KlangHaus

Fest / Matt Trueman


The cage doors are open. The animals have gone. Escaped? Or eliminated? These rooms are tiled and lab-like. There are plugholes in the floor. Somewhere, down the corridor, there’s a musical growl: the low snarl of an electric guitar. Then, out of a metallic cell, steps a man with a bass drum.

KlangHaus is an art-rock gig in a disused animal hospital. That sounds so benevolent. In your head, terrible things have happened here. You see rabbits pinned down and petrified, horses rearing up. And, with electro four-piece The Neutrinos cooking up this menacing soundscape—encroaching bass riffs, ghostly guitars and Karen Reilly’s squawking vocals—the laboratory comes alive. The whole thing feels like an exorcism, channelling the spirits of beasts, all of them mutilated in the name of science.

This is theatre made of nothing more than sound and space.
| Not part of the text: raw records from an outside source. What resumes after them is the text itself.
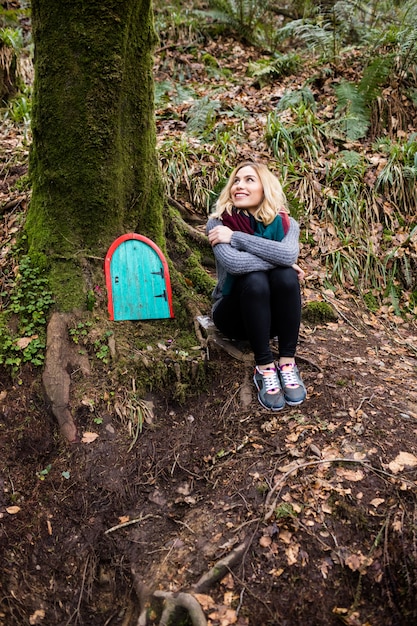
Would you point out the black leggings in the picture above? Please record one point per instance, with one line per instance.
(262, 305)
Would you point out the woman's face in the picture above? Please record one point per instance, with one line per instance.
(247, 191)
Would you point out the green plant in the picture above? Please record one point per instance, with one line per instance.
(285, 510)
(101, 347)
(79, 332)
(297, 138)
(399, 176)
(27, 307)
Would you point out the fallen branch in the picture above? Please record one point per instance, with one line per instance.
(129, 523)
(184, 600)
(222, 567)
(281, 483)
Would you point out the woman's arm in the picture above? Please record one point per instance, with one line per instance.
(283, 252)
(233, 260)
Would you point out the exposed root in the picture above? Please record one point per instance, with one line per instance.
(60, 359)
(222, 567)
(183, 600)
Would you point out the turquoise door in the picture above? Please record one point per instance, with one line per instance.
(137, 280)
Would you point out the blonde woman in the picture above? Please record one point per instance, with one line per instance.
(257, 295)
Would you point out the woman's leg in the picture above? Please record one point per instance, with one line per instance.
(286, 317)
(285, 309)
(246, 314)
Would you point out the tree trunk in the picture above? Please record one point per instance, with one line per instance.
(93, 162)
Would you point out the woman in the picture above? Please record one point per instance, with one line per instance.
(257, 295)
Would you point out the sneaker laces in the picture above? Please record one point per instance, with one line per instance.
(270, 378)
(289, 375)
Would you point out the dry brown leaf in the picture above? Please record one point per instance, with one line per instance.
(402, 460)
(205, 601)
(348, 474)
(285, 536)
(265, 541)
(292, 553)
(12, 510)
(377, 501)
(37, 617)
(23, 342)
(358, 562)
(89, 437)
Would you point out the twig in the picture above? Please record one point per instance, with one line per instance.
(280, 484)
(220, 569)
(186, 601)
(129, 523)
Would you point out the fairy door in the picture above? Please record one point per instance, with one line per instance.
(137, 280)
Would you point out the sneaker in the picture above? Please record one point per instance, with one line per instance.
(269, 388)
(292, 384)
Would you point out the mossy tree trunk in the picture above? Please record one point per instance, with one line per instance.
(93, 162)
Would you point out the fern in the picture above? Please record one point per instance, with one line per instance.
(355, 120)
(202, 115)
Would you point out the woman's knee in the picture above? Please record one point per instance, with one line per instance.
(255, 284)
(285, 279)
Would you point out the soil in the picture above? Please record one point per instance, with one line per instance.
(324, 494)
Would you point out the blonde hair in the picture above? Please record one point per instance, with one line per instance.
(274, 198)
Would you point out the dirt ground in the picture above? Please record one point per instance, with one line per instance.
(323, 495)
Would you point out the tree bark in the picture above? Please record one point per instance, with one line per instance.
(93, 161)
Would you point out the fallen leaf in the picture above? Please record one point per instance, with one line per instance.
(377, 501)
(12, 510)
(352, 475)
(402, 460)
(89, 437)
(206, 602)
(265, 542)
(23, 342)
(292, 553)
(38, 615)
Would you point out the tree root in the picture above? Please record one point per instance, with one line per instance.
(222, 567)
(186, 600)
(183, 600)
(60, 359)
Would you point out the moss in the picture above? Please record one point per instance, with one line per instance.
(65, 278)
(318, 313)
(199, 278)
(93, 164)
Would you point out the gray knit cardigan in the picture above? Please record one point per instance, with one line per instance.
(249, 253)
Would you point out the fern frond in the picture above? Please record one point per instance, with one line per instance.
(355, 118)
(374, 76)
(201, 115)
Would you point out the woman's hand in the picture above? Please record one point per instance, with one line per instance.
(220, 234)
(301, 273)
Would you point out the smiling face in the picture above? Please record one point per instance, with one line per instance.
(247, 191)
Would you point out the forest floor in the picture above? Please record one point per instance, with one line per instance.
(320, 497)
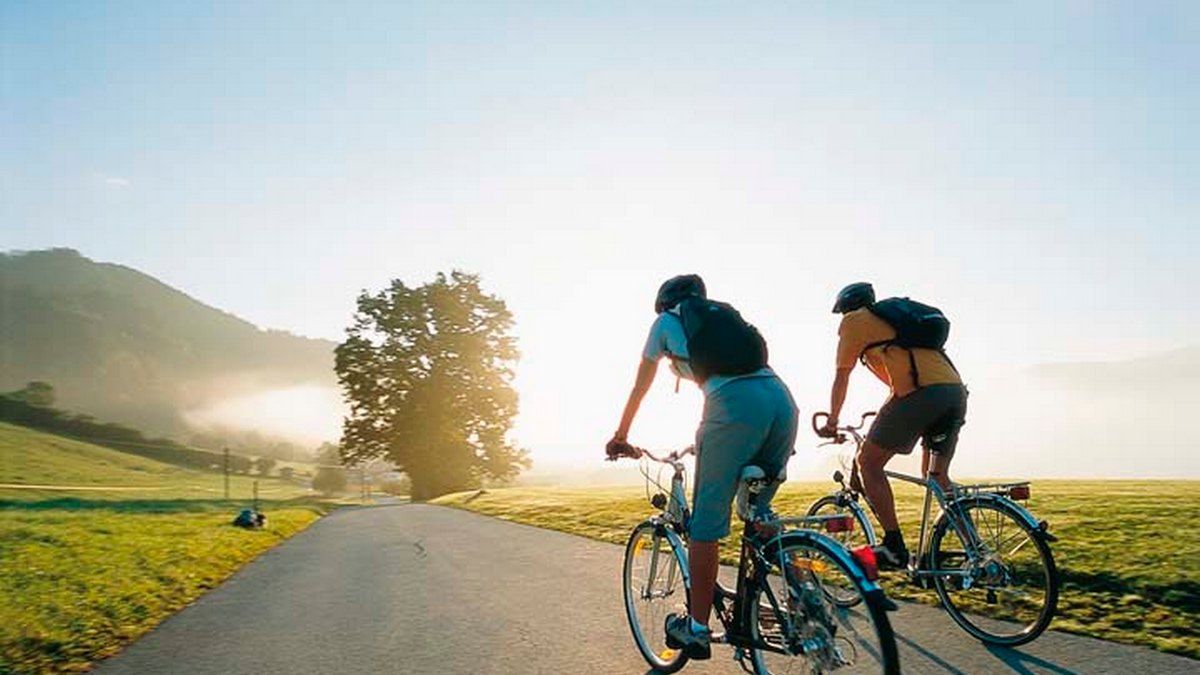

It’s a gig that places you two feet from the band, closer even, and that’s exciting enough in itself. As is the space itself: a network of corridors and observation points with no natural light and a faintly medicinal smell.

Walk past a doorway and you’re blasted by noise: a furious drum solo that seems like so many screams. Sometimes KlangHaus goes quiet, hauntingly so. Reilly drags a chain over the concrete floor. Two voices harmonize into a cutesy music-box refrain: “And the song sings on / When the butcher’s gone.” A saw emits this tiny, high-pitched howl. This is evocative, eerie stuff, certain to burrow into your bone marrow.